Re: Capturing all keys on more-than-102-keys keyboards

From: Helge Hafting (helgehaf@idb.hist.no)
Date: Thu Feb 10 2000 - 05:35:28 EST


> > You can find more and more keyboards with extra keys, such as media
> > players control keys (Start, Stop, Pause, etc.), sleep and so on.
> >
> > The problem is: the scancodes won't even show on a showkey -s!
> > The question is: what to change and where? I'd like the kernel to at
> > least tell "Unknown scancode: <the_scancode>", but how can I do that?
>
> Roughly speaking (that is, apart from some `protocol' scancodes)
> showkey -s will show you everything the keyboard produces.
> So, when showkey -s doesnt show anything that is because the
> keyboard does not produce anything, and no kernel patch
> will change that.

Some keyboards communicate extra keys by using "protocol oddities".
Such keys either don't show up with showkey, or they alias to some
other existing key.

The simple way of capture these (for development purposes) is to
edit the keyboard device driver. There is a single place where
it reads bytes from an io-port, when handling the
keyboard interrupt. The byte read is looked up in
tables an turned into keypress/key-release codes that showkey will
show. "Protocol oddities" are removed at this stage.

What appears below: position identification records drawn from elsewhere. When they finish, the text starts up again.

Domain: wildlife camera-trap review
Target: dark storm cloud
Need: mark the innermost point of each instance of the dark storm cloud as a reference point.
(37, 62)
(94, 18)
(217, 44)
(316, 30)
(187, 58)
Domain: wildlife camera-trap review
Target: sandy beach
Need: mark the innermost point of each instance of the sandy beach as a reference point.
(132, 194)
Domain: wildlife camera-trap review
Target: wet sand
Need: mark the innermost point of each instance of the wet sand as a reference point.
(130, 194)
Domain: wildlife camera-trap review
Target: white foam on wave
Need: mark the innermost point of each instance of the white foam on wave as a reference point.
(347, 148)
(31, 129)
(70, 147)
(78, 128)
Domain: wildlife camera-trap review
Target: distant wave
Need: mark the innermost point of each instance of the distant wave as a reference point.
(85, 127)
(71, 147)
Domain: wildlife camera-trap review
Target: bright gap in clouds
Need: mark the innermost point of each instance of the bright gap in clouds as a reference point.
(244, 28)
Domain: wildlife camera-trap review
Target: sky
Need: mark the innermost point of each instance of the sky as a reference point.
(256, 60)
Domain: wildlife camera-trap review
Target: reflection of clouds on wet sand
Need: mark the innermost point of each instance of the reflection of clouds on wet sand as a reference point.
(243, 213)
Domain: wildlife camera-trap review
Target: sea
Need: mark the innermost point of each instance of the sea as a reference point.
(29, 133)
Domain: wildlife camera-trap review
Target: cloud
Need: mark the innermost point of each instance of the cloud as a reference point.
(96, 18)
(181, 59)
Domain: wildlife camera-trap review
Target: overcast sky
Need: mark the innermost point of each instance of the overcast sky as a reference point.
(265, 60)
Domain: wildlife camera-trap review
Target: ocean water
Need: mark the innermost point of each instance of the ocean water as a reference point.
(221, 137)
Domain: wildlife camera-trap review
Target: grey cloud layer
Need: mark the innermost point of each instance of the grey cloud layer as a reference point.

If you want to see everything, put a "printk" at the line after
reading the io-port. Compile and run this kernel, but not for long.
The console will print a line each time you press or release a key, and
this will also be recored in your logfiles. It is very annoying
for normal work.

Look at what codes (or sequences of codes) your unusal key produce
when pressed and released. And see if it repeats when held down.

Reboot into a normal kernel before analyzing the logfiles.
You *will* get your keys this way, if they use the normal interface
at all. You may then modify the keyboard driver. This could be as
simple
as adding a table entry for a key with normal behaviour but unusual
code,
or as complex as adding extra logic for keys that transmit strange
sequences of codes when pressed.

The only problem you might run into are keyboards who need to be told
to "turn on" nonstandard keys. (Done because a certain os *crash* if
it gets unusual keycodes) Another problem is keys that use a separate
interface (some other io-port etc.). Use a different driver for those.

Finally, note that Vojtech Pavlik rewrote the keyboard/mouse input
system a long time ago making such modifications simpler. His
work is unfortunately postponed for 2.5 though.